Married couples could potentially save £70,000 of inheritance tax by protecting your residential nil rate band. In this case, this is the residential nil rate band of the first person to die in a married couple or civil partnerships in the UK.
The residential nil rate band is unusually complicated as a piece of tax legislation. It gets reduced by £1 for every £2 when a person’s estate is over £2,000,000. If the second spouse dies with an estate of £2,350,000 you will lose that person’s whole residential nil rate band which is £175,000. The impact of that would be 40% of £175,000 which is more tax to pay. This means there will be a £70,000 of loss to the estate in additional inheritance tax.
It’s quite difficult to protect the second residential nil rate band of the surviving spouse. However, it is relatively straight forward to protect the residential nil rate band of the first person to die.
If in the Will the residential nil rate band of the first person to die is transferred to the surviving spouse, there is a risk of that person losing that RNRB as well. A lot of lawyers overlook this possibility of protecting the first person to die’s residential nil rate band because they are not tax planners, and this is a tax planning exercise.
When we are planning with our clients, we assess the estate when the first person dies.
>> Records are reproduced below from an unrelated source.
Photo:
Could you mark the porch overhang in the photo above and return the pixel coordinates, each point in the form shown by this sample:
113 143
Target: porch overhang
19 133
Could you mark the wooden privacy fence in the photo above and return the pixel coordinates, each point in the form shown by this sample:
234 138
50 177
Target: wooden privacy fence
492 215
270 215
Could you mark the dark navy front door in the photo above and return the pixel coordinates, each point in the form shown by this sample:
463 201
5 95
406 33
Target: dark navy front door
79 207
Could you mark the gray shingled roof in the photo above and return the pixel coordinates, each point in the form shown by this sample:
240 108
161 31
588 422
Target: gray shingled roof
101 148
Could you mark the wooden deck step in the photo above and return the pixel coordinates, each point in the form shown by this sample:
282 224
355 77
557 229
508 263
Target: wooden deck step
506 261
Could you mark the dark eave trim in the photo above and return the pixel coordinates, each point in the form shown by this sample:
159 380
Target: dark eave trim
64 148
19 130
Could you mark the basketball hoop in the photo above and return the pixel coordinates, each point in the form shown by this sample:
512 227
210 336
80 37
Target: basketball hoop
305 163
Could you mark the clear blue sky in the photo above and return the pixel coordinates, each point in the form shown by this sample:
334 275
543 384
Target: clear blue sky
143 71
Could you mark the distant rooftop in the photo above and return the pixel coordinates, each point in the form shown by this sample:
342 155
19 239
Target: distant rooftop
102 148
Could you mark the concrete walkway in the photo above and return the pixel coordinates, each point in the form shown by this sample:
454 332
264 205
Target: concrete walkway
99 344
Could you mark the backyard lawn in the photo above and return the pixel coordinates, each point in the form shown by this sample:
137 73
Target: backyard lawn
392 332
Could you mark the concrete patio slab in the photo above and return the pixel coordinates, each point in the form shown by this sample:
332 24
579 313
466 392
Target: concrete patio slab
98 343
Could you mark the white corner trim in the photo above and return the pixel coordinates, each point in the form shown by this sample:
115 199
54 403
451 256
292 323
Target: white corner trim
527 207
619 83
This happens after the clients have put the option into the Wills that we have done for them to protect the residential nil rate band. It’s important – this is done at the outset of writing the new Wills.
We assess the estate after the first spouse dies and we determine by projection if that estate is likely to grow to more than £2,350,000. If the answer is “yes”, we claim the first residential nil rate band using an immediate post-death interest trust (IPDI). Basically, the residential nil rate band is claimed, the allowance is placed into an immediate post-death interest trust. This is on behalf of the children and is therefore not in the surviving spouse's estate because it’s claimed on behalf of the children who are direct descendants.
Most lawyers are not aware that an IPDI can be put into place because the beneficiaries of this trust are direct descendants. Normally, the residential nil rate band has to be passed to direct descendants, but it can also be passed to a trust where the beneficiaries are direct descendants.
There may be some capital gains tax on the growth of the £175,000 inside of that IPDI trust over time – this will be significantly less than the inheritance tax that would be payable and the loss of that £70,000.
Effectively, there may be some capital gains tax while it’s still being held but it can be alleviated depending upon the number of children and grandchildren. As the beneficiaries of that IPDI are children and grandchildren who may not be taxpayers everybody has capital gains tax allowances however small they might be.
With this methodology you can save the estate more than £70,000 and it’s certainly worth considering but it needs to be written into the Wills when the estate planning is being done.
This is very advanced planning and requires experienced lawyers to deal with the issues that arise.